Too many brilliant surgeons have sacrificed their mental health, their relationships, and their integrity on the altar of a system that doesn't deserve such sacrifice. Don't become another casualty of systematic abuse disguised as "character building."

You can be successful without becoming broken. You can be wealthy without becoming corrupt. You can be respected without becoming a tyrant.

Most importantly: When you eventually gain power in this system, remember this moment.

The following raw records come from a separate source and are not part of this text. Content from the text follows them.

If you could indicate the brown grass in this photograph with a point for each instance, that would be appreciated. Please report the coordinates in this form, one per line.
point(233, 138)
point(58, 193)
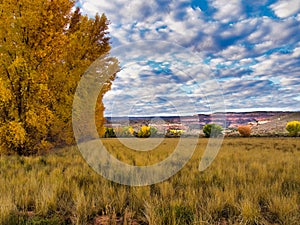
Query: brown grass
point(252, 181)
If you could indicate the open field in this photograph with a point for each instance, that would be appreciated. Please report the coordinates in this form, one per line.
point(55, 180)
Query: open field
point(252, 181)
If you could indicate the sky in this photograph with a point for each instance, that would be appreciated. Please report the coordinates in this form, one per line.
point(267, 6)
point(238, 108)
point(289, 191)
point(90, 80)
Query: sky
point(200, 56)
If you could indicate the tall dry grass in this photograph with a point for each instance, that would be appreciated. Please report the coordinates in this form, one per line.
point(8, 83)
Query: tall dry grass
point(252, 181)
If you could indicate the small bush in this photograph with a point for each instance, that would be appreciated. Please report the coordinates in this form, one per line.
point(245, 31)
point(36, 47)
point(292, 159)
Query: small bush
point(244, 131)
point(144, 132)
point(293, 128)
point(212, 130)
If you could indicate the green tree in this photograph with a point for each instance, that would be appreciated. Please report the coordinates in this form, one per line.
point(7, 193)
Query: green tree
point(45, 48)
point(212, 130)
point(293, 128)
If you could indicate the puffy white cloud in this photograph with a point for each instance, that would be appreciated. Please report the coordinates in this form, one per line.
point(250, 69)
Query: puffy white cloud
point(253, 53)
point(285, 9)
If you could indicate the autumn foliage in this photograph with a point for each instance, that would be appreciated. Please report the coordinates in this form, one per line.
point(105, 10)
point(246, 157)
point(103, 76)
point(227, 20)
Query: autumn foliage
point(244, 131)
point(45, 47)
point(293, 128)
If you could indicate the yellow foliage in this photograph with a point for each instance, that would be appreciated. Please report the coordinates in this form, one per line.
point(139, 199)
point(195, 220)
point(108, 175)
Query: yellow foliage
point(45, 49)
point(293, 127)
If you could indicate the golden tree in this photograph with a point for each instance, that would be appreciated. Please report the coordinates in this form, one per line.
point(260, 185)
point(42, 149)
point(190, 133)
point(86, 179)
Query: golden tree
point(293, 127)
point(45, 48)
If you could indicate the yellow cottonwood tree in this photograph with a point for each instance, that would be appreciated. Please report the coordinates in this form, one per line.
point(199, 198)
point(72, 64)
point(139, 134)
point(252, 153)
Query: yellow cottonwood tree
point(45, 47)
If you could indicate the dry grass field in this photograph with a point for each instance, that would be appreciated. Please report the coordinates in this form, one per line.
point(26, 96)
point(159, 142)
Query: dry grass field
point(252, 181)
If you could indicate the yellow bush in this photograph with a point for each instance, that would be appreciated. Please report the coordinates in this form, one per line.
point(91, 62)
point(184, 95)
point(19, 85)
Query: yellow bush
point(293, 128)
point(244, 131)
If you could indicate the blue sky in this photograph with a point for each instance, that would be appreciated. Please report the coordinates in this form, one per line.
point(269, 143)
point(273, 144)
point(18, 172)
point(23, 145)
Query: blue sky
point(200, 55)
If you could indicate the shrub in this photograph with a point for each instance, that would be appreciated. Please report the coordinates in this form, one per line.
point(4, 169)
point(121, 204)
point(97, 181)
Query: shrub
point(212, 130)
point(173, 133)
point(244, 131)
point(144, 132)
point(293, 128)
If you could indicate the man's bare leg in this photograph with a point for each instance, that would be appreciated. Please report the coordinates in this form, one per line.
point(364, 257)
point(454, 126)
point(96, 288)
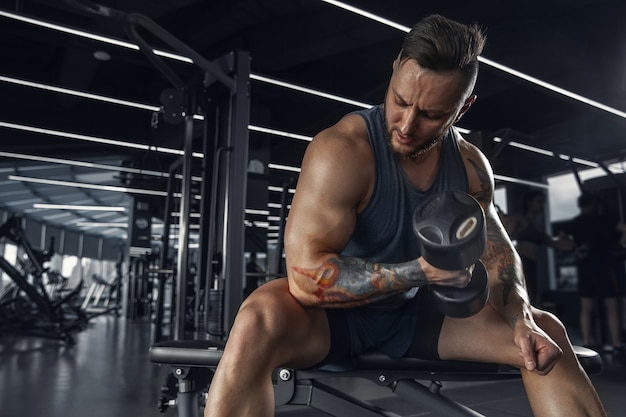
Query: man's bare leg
point(271, 329)
point(564, 391)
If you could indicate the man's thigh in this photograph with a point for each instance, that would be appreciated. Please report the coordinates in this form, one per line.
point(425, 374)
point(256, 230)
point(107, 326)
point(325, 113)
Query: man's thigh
point(483, 337)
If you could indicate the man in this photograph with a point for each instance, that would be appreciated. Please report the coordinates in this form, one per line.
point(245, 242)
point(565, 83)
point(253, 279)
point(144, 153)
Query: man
point(356, 281)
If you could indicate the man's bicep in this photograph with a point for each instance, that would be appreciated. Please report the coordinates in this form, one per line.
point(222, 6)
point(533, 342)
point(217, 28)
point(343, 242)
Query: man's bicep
point(323, 211)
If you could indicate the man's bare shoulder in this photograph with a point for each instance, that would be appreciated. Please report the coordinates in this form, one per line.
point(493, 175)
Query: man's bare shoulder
point(479, 171)
point(347, 138)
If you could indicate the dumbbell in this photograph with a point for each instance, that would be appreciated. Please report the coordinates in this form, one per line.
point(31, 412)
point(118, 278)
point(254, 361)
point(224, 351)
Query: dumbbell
point(451, 234)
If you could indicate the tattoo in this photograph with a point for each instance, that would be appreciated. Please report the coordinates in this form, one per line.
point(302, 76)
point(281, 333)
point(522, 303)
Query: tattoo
point(486, 186)
point(355, 281)
point(498, 246)
point(514, 320)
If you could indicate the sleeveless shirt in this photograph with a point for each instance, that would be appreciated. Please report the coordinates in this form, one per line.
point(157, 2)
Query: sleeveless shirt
point(384, 229)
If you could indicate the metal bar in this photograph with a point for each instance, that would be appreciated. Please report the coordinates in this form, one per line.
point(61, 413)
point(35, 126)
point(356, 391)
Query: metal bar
point(418, 394)
point(236, 189)
point(183, 226)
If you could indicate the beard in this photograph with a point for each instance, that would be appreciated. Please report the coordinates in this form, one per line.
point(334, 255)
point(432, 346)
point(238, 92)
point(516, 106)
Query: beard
point(415, 152)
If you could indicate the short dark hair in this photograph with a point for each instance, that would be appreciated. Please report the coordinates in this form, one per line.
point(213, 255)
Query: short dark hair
point(529, 196)
point(441, 44)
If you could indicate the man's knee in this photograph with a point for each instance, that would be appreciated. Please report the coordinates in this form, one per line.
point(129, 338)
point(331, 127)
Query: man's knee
point(551, 324)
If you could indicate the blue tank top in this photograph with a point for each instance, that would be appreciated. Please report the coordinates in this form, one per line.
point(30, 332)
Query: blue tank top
point(384, 230)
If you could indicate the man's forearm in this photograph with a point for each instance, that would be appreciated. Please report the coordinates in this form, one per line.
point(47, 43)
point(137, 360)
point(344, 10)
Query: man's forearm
point(509, 294)
point(348, 281)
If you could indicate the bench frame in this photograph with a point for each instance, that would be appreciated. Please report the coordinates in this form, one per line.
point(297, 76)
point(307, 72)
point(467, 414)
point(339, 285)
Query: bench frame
point(193, 363)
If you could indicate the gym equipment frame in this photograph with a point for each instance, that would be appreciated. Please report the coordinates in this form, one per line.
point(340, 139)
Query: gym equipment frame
point(193, 362)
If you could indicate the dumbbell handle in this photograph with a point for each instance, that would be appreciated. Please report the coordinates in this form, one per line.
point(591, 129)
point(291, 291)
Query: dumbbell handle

Remember the helplessness of being trapped in toxic hierarchies. Remember the confusion of mixed moral messages. Remember the colleagues who left, the friends who broke, the dreams that were crushed unnecessarily.

Then choose to break the cycle.

Become the mentor you wish you'd had. Build the kind of practice that serves both your financial needs and your patients' welfare. Create environments where the next generation can grow without having to survive systematic abuse.

The best answer to systematic dysfunction isn't to perpetuate it - it's to model something better.

So yes, my son, choose the long path. But choose it wisely. Choose it authentically. And choose it with the full knowledge that you have the power to make it better for those who come after you.

The sweet smell of success lasts longest when it's earned through wisdom rather than endured through trauma. There's gold at the end of the journey for everyone - but only if we stop eliminating each other along the way.

Your future self - and your future patients - will thank you for choosing the harder but wiser path.